Trotski’s assassin, by Leonardo Padura


In his last novel, The Man Who Loved Dogs, the Cuban writer and journalist Leonardo Padura Fuentes tells the story of Ramón Mercader, the man who, with a pickaxe on August 20, 1940, fatally struck the head of Leon Trotski, Soviet dictator Joseph Stalin’s fiercest opponent, and a discreet and cultivated man with a passion for dogs.

Padura read fragments from his new book in a discussion held Tuesday, November 23, in the Blue Heron room of the National Union of Writers and Artists of Cuba (UNEAC). Considered one of the most talented writers on the Island in our time, the novelist was born in 1955 in the marginal neighborhood Mantilla, in the municipality of Arroya Naranjo, the poorest in Havana and the one with the highest crime rate in the country.

Without a doubt, Leonardo Padura is one of the good ones. And brave. Apart from his agile and sober prose, his novels show a sharp critique of the social situation. Since his first novel, Horse Fever, through his excellent biography of José María Heredia, and his documentary, The Faces of Salsa, made with Rigoberto Lopea, where they interviewed the mythic Celia Cruz, banned by Castro’s government even after her death, the writer of Mantilla has confirmed that he is a heavyweight in the literary world of the Caribbean.

Now he comes to us with a story that tries to get at the foundation of the life of the professional assassin and Soviet spy, Ramón Mercader, who was born to a Cuban mother and, as the author tells us in his book, died on the island at the end of the 1970s.

On the afternoon of Wednesday, the 23rd, there was a party. The small room was packed and afterwards the writer read three passages from his novel and invited the public to ask questions. A pleasant and substantive dialogue was struck up, where Padura, with his narrator’s gift, shared unpublished anecdotes.

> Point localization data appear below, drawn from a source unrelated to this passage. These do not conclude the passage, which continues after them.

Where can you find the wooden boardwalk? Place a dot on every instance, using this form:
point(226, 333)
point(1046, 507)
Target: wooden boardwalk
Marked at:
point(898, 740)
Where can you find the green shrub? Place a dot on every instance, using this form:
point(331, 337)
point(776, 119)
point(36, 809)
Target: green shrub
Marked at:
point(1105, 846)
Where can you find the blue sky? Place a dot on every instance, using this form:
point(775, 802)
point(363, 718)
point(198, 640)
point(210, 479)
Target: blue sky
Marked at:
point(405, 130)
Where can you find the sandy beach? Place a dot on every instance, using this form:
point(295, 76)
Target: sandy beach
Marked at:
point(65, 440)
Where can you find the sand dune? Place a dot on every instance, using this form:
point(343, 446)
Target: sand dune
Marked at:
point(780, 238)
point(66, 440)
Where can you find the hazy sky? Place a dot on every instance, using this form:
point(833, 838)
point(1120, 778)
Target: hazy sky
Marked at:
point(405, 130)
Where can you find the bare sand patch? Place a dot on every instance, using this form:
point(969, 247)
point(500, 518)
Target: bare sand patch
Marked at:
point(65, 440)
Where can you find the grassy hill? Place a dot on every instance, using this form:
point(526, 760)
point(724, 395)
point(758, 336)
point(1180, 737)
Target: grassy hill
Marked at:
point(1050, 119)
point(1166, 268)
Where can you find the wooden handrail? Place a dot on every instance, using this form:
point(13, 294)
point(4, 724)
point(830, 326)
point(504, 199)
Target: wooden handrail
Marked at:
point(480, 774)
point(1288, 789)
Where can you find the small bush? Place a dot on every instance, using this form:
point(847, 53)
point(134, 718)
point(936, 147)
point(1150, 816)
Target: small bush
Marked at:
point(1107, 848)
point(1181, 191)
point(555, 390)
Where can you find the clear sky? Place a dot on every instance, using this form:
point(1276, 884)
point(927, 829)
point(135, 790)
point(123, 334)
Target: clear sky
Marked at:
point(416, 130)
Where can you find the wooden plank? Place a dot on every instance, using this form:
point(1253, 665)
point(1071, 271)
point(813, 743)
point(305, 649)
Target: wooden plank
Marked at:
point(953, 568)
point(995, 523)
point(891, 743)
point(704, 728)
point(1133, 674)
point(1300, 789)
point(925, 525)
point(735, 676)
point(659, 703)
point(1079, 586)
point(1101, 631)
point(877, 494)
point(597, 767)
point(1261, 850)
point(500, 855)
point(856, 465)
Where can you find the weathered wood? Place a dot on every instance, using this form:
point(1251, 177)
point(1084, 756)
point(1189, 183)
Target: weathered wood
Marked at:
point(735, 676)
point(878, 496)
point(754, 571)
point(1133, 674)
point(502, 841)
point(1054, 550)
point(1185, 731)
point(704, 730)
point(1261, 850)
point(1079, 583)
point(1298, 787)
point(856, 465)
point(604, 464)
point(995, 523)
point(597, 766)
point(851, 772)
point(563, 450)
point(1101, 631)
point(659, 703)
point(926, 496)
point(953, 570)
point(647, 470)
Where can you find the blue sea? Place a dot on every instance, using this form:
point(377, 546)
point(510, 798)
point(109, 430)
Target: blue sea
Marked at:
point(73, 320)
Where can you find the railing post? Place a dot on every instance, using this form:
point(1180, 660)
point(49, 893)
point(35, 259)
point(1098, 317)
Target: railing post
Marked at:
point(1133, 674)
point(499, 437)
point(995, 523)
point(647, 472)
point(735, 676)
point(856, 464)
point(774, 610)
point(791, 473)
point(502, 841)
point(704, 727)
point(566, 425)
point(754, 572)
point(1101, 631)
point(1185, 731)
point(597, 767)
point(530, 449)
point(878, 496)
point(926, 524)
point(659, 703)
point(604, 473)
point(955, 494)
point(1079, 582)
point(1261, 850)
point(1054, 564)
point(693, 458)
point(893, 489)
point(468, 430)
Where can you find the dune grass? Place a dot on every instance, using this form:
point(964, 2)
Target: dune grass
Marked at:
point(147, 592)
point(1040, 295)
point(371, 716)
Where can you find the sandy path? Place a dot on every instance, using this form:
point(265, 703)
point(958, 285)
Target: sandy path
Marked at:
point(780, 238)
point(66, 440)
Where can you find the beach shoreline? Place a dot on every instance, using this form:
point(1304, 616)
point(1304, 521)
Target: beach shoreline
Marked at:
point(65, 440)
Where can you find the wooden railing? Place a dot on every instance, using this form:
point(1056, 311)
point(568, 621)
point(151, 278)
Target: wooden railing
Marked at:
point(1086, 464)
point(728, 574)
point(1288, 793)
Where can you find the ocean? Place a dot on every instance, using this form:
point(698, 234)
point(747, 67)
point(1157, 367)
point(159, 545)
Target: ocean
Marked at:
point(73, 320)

Among these was how he came to be interested in the figure of Mercader. He confessed that when he was a student on the Isle of Youth, the son of Trotsky’s murderer was studying at the same school. Years later, in 1989, he had the opportunity to visit Culiacán, México, the house where the murder was committed. “There was a depressing, prison-like and Danteesque atmosphere.” He added that some months after his visit to the crime scene, the Berlin wall fell. And it was then that the doors opened to the beginning of an exhaustive investigation of Ramón Mercader.

But he found barely any facts. Then he had to let his imagination and logic take flight. According to the writer, Stalin, a textbook paranoid, ordered the burning of all the documentation regarding the preparations for the attack on his fiercest rival, Leon Trotski.

Despite the scarcity of information, the author of The Fog of Yesterday, obtained evidence that Mercader studied to be an assassin in the schools of the NKVD, the predecessor of the feared KGB, on the outskirts of Moscow and that after the crime, both Mercader and the official who directed him received the highest decoration of the Soviet State.

Without beating around the bush, during the whole colloquy, Padura made it clear that the perversions and horrors were not only Stalin’s but the Soviet system’s. A young writer who preferred to remain anonymous asked, at the end of the literary conversation, if Leonardo Padura, who in his work often makes none-too-subtle digs at the crisis of values in Cuban society, is paving the way to write his masterpiece on the figures and events of the Cuban Revolution.

Looking at his round, mixed-race face, adorned with a well-trimmed incipient beard, and with a voice tailor-made for storytelling, it seemed that his most important book is about to be written. We hope to hear good things from Leonardo Padura Fuentes.